Le Pen a assoupli de nombreuses positions du parti : elle ne demande plus la sortie de l’OTAN et de l’UE pour rendre le pays plus éligible. Mais les valeurs fondamentales d’extrême droite du parti demeurent. Elle veut un référendum sur la question de savoir si le fait d’être né en France suffit pour mériter la citoyenneté, limiter les droits des doubles citoyens et donner à la police plus de liberté pour utiliser des armes.
Dimanche, Macron a voté à La Touquet, en compagnie de son épouse Brigitte. Le Premier ministre Gabriel Attal avait auparavant voté à Vanves, en banlieue parisienne.
Marine Le Pen ne vote pas car sa circonscription du nord de la France n’organise pas de second tour après sa victoire la semaine dernière.
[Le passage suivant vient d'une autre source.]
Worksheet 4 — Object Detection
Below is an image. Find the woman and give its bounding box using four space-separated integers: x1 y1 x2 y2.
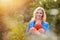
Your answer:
26 7 49 39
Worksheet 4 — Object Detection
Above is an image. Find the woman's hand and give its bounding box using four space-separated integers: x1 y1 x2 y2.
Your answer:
30 27 37 33
38 28 45 34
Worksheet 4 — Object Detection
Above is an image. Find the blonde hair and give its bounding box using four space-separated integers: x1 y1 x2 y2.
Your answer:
31 7 46 22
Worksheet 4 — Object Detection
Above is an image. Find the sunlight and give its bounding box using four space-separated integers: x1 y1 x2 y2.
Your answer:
0 0 12 4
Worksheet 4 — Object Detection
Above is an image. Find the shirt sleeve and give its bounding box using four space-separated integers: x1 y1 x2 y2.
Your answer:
26 22 34 35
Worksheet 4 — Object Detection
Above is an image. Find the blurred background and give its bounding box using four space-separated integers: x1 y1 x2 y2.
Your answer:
0 0 60 40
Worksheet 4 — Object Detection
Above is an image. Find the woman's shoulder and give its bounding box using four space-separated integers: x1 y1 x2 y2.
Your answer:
43 22 49 25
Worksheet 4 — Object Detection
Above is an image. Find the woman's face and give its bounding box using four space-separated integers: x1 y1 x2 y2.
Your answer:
35 10 43 19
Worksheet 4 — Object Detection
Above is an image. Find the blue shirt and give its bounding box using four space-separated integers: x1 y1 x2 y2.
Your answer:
26 21 49 35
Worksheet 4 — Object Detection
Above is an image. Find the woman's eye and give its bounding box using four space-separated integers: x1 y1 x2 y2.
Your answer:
40 13 42 14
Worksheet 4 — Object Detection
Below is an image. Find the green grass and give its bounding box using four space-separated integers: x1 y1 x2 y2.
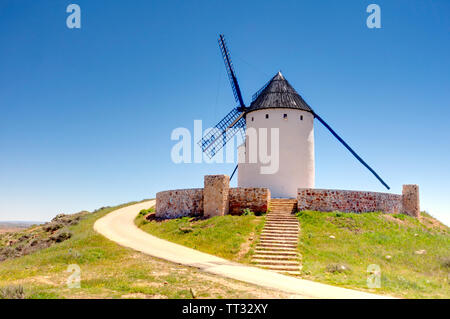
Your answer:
136 214 265 263
0 203 286 299
298 211 450 298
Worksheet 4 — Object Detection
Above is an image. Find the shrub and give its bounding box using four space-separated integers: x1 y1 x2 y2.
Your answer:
242 208 255 216
0 285 25 299
327 264 350 274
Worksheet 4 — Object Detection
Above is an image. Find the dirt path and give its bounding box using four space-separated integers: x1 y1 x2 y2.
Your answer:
94 200 386 299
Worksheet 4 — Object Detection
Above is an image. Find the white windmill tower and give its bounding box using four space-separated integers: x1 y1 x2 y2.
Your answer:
199 35 389 198
238 72 314 198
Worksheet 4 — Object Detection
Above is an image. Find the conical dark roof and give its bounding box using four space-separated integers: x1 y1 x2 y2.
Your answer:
248 72 313 112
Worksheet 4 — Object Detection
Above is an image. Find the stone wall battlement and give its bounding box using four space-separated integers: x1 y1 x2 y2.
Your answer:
156 175 420 218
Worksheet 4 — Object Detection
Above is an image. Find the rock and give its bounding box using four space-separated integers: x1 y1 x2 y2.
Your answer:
50 230 72 243
43 221 64 232
326 264 350 273
178 227 193 234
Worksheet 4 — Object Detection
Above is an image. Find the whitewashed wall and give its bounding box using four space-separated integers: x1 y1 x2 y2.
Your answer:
238 108 314 198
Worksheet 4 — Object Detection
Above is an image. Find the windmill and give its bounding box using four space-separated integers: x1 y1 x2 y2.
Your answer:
198 34 390 197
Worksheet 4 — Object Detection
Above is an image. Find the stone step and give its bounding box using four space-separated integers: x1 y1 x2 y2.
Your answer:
254 249 299 257
252 254 299 262
260 237 298 243
261 233 298 239
265 222 299 229
261 265 300 272
264 223 298 230
259 240 297 246
255 246 297 253
275 270 301 276
260 234 298 240
261 229 298 236
270 198 297 203
256 243 297 249
260 237 298 243
266 218 299 226
265 220 299 227
252 258 300 268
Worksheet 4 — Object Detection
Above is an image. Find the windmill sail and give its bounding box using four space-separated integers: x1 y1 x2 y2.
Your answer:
198 108 245 158
218 34 245 108
313 113 391 189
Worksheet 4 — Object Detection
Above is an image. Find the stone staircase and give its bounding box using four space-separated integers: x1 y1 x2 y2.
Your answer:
252 198 301 275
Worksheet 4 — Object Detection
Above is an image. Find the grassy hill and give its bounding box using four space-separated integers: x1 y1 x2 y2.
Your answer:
136 211 450 298
298 211 450 298
0 203 289 298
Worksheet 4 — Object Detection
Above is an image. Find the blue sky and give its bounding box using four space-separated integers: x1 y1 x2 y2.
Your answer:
0 0 450 224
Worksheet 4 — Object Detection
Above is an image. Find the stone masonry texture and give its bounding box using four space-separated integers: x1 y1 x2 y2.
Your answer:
230 187 270 215
402 185 420 217
156 175 420 218
297 188 402 213
203 175 230 217
155 188 203 218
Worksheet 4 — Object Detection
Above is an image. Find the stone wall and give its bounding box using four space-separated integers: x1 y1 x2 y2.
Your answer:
156 175 420 218
402 185 420 217
203 175 230 217
229 187 270 215
297 188 403 213
155 188 203 218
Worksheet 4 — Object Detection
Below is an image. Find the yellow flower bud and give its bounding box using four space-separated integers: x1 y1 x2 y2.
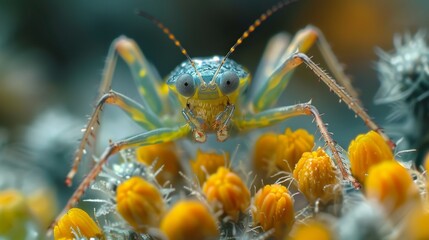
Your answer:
116 176 165 233
252 184 295 238
203 167 250 221
27 188 58 229
293 147 338 204
136 142 181 184
160 200 219 240
365 161 418 212
54 208 104 240
190 149 229 185
276 128 314 172
348 131 394 183
288 220 334 240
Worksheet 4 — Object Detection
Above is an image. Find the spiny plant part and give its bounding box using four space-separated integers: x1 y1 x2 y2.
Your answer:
54 0 394 230
375 31 429 165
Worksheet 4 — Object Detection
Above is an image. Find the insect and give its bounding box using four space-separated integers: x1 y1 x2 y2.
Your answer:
54 1 394 230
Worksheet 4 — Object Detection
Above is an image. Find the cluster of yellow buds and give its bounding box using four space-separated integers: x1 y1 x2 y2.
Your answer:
51 129 429 240
293 147 339 204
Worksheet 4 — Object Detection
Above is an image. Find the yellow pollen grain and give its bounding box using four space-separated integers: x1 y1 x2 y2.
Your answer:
139 68 147 78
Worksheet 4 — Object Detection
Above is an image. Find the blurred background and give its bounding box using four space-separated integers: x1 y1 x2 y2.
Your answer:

Dans toute la France, 76 candidats ont obtenu des sièges au premier tour, dont 39 du Rassemblement national de Marine Le Pen, 32 du Nouveau Front populaire de gauche et deux de la liste centriste de Macron.
Les élections se terminent dimanche à 20 heures (18 heures GMT). Les premières projections du scrutin sont attendues dimanche soir, et les premiers résultats officiels sont attendus dimanche soir ou lundi matin.
Assis dans une chaise longue au bord du canal Saint-Martin, dans l’est de Paris, Fernando Veloso a déclaré que les gens étaient perplexes face à la perspective d’un gouvernement divisé.
« Cela va semer la confusion », a déclaré le retraité de 67 ans. « Vont-ils pouvoir gouverner correctement dans un gouvernement de cohabitation, avec Macron toujours au pouvoir ? C’est délicat ».
« Les tensions sont à leur comble », a ajouté Veloso. « C’est inquiétant. Très inquiétant. »
Surk a réalisé ce reportage depuis Nice, en France. Le journaliste de l’Associated Press Alex Turnbell à Paris a contribué à ce reportage.